1. The functionality of the CUs - 2024.2 English

Vitis Libraries

Release Date
2024-11-29
Version
2024.2 English
  • The loadCol CU reads the input dense column vector and the NNZ column pointer entries from two physically separated DDR device memories DDR0 and DDR1 as shown in the preceding figure, and send them to the bufTransColVec and bufTransNnzCol CUs to buffer and select entries for each computation path connected to each HBM channel.
  • The bufTransColVec CU reads the input dense vector entries that belong to each block, split them into chunks for each HBM channel, buffer all those chunks (16 in total in this design) and transmit the data to its corresponding xBarCol CU.
  • The bufTransNnzCol CU reads the column pointer entries that belong to each block, split them into chunks for each HBM channels, buffer all those chunks (16 in total in this design) and transmit the data to its corresponding xBarCol CU.
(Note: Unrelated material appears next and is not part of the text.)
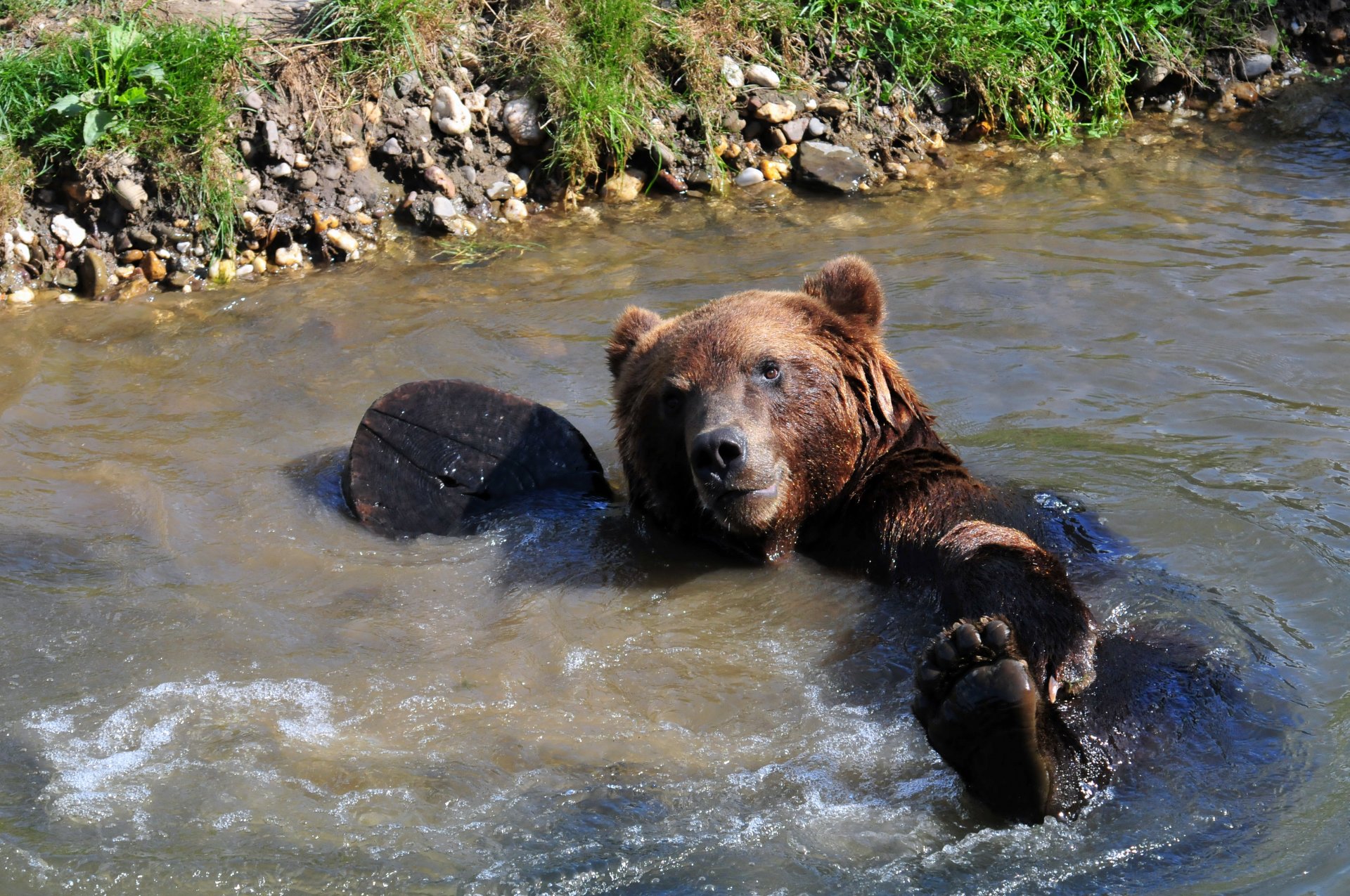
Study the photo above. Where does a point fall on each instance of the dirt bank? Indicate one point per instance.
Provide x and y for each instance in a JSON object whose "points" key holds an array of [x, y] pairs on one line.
{"points": [[463, 152]]}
  • The xBarCol CUs, one for each HBM channel, select the input dense vector entries according to the NNZs’ column pointer entries and send the result to cscRow CUs for computations.
  • Each cscRow CU reads the value and row indices of NNZs from one HBM channel and multiplies the values with their corresponding column entries received from the connected xBarCol CU, and accumulates the results along the row indices.
  • Each readWriteHbm CU connects to eight HBM channels, and reads the NNZs’ value and row indices from those connected HBM channels and send the results to the corresponding cscRow CUs. It also collects the results from eight cscRow CUs and writes them back to the corresponding HBM channels. In total, two readWriteHbm CUs are used to connect to 16 HBM channels.